Sujet de thèse :
Date de démarrage de la thèse :
01 Octobre 2024
Nom du (ou des) directeur(s) de thèse :
Catherine VIOT
Résumé de la thèse :
Au cours des dernières décennies, les pratiques d’écoblanchiment (ou greenwashing) ont eu tendance à augmenter tant en volume que dans les formes déployées par les marques. Il s’agit de pratiques au travers desquelles les entreprises utilisent la responsabilité sociale des entreprises (RSE) comme « camouflage » pour brosser une image de marque trompeuse dans le but d’attirer davantage de clients et d’investisseurs potentiels. En termes simples, l’écoblanchiment est une pratique non éthique du marketing qui consiste à faire des déclarations écologiques exagérées (ou fausses) ou à divulguer, de manière sélective, les attributs éco-responsables des produits et des marques, tout en gardant sous silence ceux qui ne le seraient pas.
Objectif
L’objectif de la recherche, qui est ancrée dans le cadre de la théorie du signal, estd’examiner les effets du greenwashing sur les réponses cognitives, affectives et conatives du consommateur. Les réponses cognitives seront envisagées en termes de capital marque du point de vue du consommateur, les réponses affectives en termes de confiance envers la marque et les réponses conatives sous l’angle de l’intention d’achat, de changement de marque et de bouche à oreille. Des modérateurs tels que le scepticisme du consommateur et/ou ses préoccupations environnementales seront intégrées au modèle.
Questions de recherche
Les questions de recherche que nous avons identifiées sont les suivantes :
a) Dans quelle mesure le greenwashing affecte-t-il le comportement du consommateur ?
b) Quels sont les effets du greenwashing sur le capital marque, la confiance du consommateur envers la marque et sur son comportement d’achat futur ?
b) Les effets diffèrent-ils selon les formes de greenwashing ?

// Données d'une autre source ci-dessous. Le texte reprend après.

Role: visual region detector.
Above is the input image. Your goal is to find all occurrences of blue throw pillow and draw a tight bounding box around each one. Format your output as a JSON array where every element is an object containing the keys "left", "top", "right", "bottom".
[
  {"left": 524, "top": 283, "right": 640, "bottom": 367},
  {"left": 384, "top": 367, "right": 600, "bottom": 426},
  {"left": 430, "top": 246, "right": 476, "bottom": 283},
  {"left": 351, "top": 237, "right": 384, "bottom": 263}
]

c) Quels sont les effets du scepticisme à l’égard du marketing vert et des préoccupations environnementales du consommateur sur les réactions du consommateur ?
Méthodologie
Une approche mixte, qualitative sous forme d’entretiens individuels et quantitative, sera adoptée dans la thèse. Lors de la phase quantitative, des expérimentations seront envisagées dans lesquelles, la forme que prend le greenwashing sera manipulée. A ce jour le champ de recherche envisagé est celui des produits alimentaires et/ou des produits cosmétiques car ce sont des catégories de produits où les allégations environnementales sont très nombreuses et ce sont également des secteurs assez bien représentées dans le tissu industriel régional.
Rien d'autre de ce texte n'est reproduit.